Image: Rowan Smith / Unsplash

A common and abundant type of ocean algae - that gives us the smell of the seaside - also plays a significant role in cooling the Earth’s climate, according to recent research.

Algae are microscopic organisms that live in aquatic environments and use photosynthesis to produce energy from sunlight, just like plants. They produce billions of tonnes of a compound called DMSP in the Earth's oceans, helping in their own survival by protecting against environmental stresses like changes in salinity, temperature, pressure and oxidation.

Importantly, DMSP - dimethylsulfoniopropionate - is the main source of a climate active gas called dimethylsulfide (DMS), which we know as the smell of the seaside. When DMS is released into the atmosphere, oxidation products are emitted that help form clouds which reflect sunlight away from the Earth. This effectively cools the planet.

“Understanding the role of pelagophyceae in DMSP production means we need to rethink how much of this compound is being produced and how it impacts our climate."

Dr Jinyan Wang, Ocean University of China and University of East Anglia

Scientists at the University of East Anglia (UEA) and Ocean University of China (OUC) have now identified pelagophyceae algae as particularly abundant and important producers of DMSP. They suggests that release of DMS release from DMSP is likely higher than previously predicted and emphasises the key role of microbes in regulating global climate.

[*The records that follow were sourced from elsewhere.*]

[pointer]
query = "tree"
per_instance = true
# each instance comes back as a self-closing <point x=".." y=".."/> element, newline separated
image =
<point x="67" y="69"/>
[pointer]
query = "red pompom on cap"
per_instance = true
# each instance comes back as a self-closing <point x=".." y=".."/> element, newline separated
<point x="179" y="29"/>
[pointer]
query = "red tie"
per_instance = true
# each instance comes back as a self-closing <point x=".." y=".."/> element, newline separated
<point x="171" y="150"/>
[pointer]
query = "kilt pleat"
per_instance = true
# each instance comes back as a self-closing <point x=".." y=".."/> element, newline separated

DMS also acts as a signalling molecule, guiding marine organisms to their food and deterring predators. Their findings are changing our understanding of how these tiny marine organisms impact our climate and our planet.

Professor Jonathan Todd, of UEA’s school of biological sciences, said, “The pelagophyceae are amongst the most abundant algae on Earth, yet they were not previously known as important producers of DMSP. This discovery is exciting because DMSP is an abundant anti-stress compound, food source for other microorganisms and major source of climate-cooling gases.”

Dr Jinyan Wang of OUC and UEA said, “Understanding the role of pelagophyceae in DMSP production means we need to rethink how much of this compound is being produced and how it impacts our climate."

This natural process is essential for regulating the Earth’s climate and is also hugely important for the global sulphur cycle, representing the main route by which sulphur from the oceans is returned to land.

Professor Xiao-Hua Zhang, of OUC’s college of marine life science, said, “By identifying the enzymes involved in DMSP production, scientists can better understand and predict the behaviour of these ecosystem-disruptive, brown-tide-forming algae and their impact on global climate change.”

The researchers say further study of Pelagophyceae algae in their natural environment is needed, as well as more detailed studies on other marine organisms.